Mathias Enard – « Rue des voleurs »

Avoir 20 ans à Tanger en 2012 –

Le nouveau livre de Mathias Enard puise sa sève dans les tiraillements présents du monde méditerranéen. Ce faisant, il met un pied dans l’actualité brûlante tout en réaffirmant un indéniable talent de romancier. Plus exactement, l’auteur évoque en détails les contradictions économiques, politiques et religieuses de ce contexte pour dresser le portrait d’une génération désillusionnée. Son personnage principal, Lakhdar, jeune Tangérois d’une vingtaine d’années, incarne en effet un manque de perspectives à tous points de vue : « l’Espagne qui s’enfonçait dans la crise, l’Europe qui se détruisait sous nos yeux et le Monde arabe qui ne sortait pas de ses contradictions ».Outre la description d’un marché de l’emploi désastreux, Mathias Enard aborde évidemment la perte des repères et surtout la question de la religion à travers ce portrait d’un jeune musulman qui ne se conçoit pas sans sa foi, mais n’est pas dupe non plus de la récupération qu’il nomme « l’Islam politique » notamment grâce au soutien du « fric de l’Arabie ». L’auteur taille résolument dans le vif au sujet des dites révolutions du printemps arabe dont il dénonce les tendances régressives. Pour cela, il montre l’étau qui enserre les jeunes générations, ne pouvant plus décemment rêver d’un ailleurs ni maintenir sur place à eux seuls un Islam modéré : « dehors tout semble n’être qu’obscurité » / « on devient l’équivalent humain du pigeon ou de la mouette ». Ainsi, Lakhdar s’engouffre dans une fuite en avant qui n’exclut pas le mal du pays, c’est dire si le propos est sans consensus.

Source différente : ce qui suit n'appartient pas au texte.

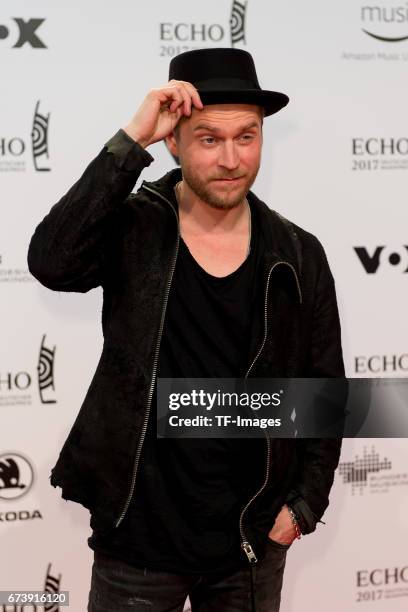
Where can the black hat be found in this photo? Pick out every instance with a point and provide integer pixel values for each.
(225, 75)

C’est dans ce décor profondément sombre que l’épopée de Lakhdar progresse, mais Mathias Enard parvient constamment à y glisser quelques éclats de lumière qui tendent à montrer que l’homme peut survivre quelles que soient les contraintes d’une époque : la lecture, la poésie, le vin (même si c’est un péché pour son personnage), l’amour, le rêve. Son écriture à la fois accessible, lumineuse et ornée, découverte par le grand public dans « Zone », puis le très beau « Parlez-leur de batailles, de rois, d’éléphants », prend tout son sens dans ce nouveau sujet, faisant de Lakhdar une sorte d’anti-héros romantique. Au travers des considérations existentielles, concrètes ou même sensuelles, Mathias Enard dénonce l’individualisme et la noirceur de notre époque sans conclusions hâtives. Sous sa plume, l’humain vibre et l’espoir passe aussi par la dédramatisation : « Essayez d’avoir l’air marrant et séduisant en arabe littéraire, c’est pas du tout cuit, je vous assure ; on croit toujours que vous êtes sur le point d’annoncer une nouvelle catastrophe en Palestine ou de commenter un verset du Coran. » Un roman intelligent et sensible.

Paru aux Editions Actes Sud, « Rue des voleurs » fait partie de la sélection du Prix Goncourt 2012.